Week 3

Writing Functions

Over the last few weeks :

We have learned a lot!

tools for reading and writing data:

  • read_sf / write_sf
  • read_csv / write_csv
  • read_excel

tools for data maniputation

  • filter
  • select
  • mutate
  • group_by
  • summarize
  • rollmean, lag

tools to manage/manipulate data type/structure

  • as.numeric
  • as.factor
  • st_as_sf
  • data.frame

tools for merging and shaping data

  • inner_join
  • left_join
  • right_join
  • full_join
  • pivot_longer
  • pivot_wider

tools for measuring geometries:

  • st_distance
  • st_area
  • st_length
  • set_units / drop_units

These tools are all functions

  • R is a statistical computing language that provides features as functions

  • Even with just its base installation, R provides hundreds of functions:

length(lsf.str("package:base")) + length(lsf.str("package:stats")) + length(lsf.str("package:utils"))
#> [1] 1947
  • sf provides over 100 more
length(lsf.str("package:sf")) 
#> [1] 150
  • and the core tidyverse packages (that we use) an additional ~750
length(lsf.str("package:dplyr")) +
length(lsf.str("package:ggplot2")) +
length(lsf.str("package:tidyr")) +
length(lsf.str("package:forcats")) +
length(lsf.str("package:purrr")) 
#> [1] 1025

To date …

  • We have been using functions written for us - mostly by sf and the tidyverse

  • This how any commercial GIS suite operates as well

  • Analysis and workflows are limited to the tools kits and options exposed to the user

  • In R, a lot more is actually exposed!

  • Every time we install a new package, we download code that provides new specific features (as functions)

  • Every time we attach a package to a working session (library()) we are making those functions available/visible

Functions are objects

  • Just like x = 10 binds the value of 10 to the name x creating an object visible in the environment,

  • functions are objects that can be called by name to execute a set of directions over defined arguments.

class(sf::st_intersects)
#> [1] "function"
class(sf::st_as_sf)
#> [1] "function"

Our own functions are visable as objects in the environemnt

x = 10
y = data.frame(x = 1:10, y = 10:1)
f = function(x,y){ x  + y }

Advancing your programming skills

  • One of the best ways to improve your skills as a data scientist is to write functions.

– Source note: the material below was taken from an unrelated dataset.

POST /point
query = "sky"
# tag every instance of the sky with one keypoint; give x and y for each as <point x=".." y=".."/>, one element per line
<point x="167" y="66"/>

  • Functions allow you to automate common tasks in a more general way than copy-and-pasting.

  • The more times you apply a function, the more incentive you have to optimize it for speed/accuracy

  • The more creative/unique your analyses and questions can be

So why write functions opposed to scripts?

  • The process can be named

  • As requirements change, you only need to update code in one place

  • You eliminate the chance of making incidental mistakes when you copy and paste (forgetting to change dist_to_state to dist_to_border).

  • functions can be ‘sourced’ into Qmd/Rmd files and R Scripts

  • You save yourself time

Rule of thumb

  • Data is the first argument (better for pipes!)

  • Whenever you have copy-and pasted code more than twice you should write a function

For example how many times have we coded:

states = USAboundaries::us_states() |> 
  filter(!name %in% c("Hawaii", "Puerto Rico", "Alaska"))
  • Or made the same table with knitr/kableExtra only changing the col.names and data.frame

  • Or calculated a distance, changed the units, and dropped them?

  • All of these task are repetitive and prone to making errors that could impact our analysis but not break our code…

The form of a function:

Creating a function follows the form:

name = function(arg1, arg2, *){
  code
  ..
  return(...)
}

Where:

  • name is the function name (e.g. st_as_sf)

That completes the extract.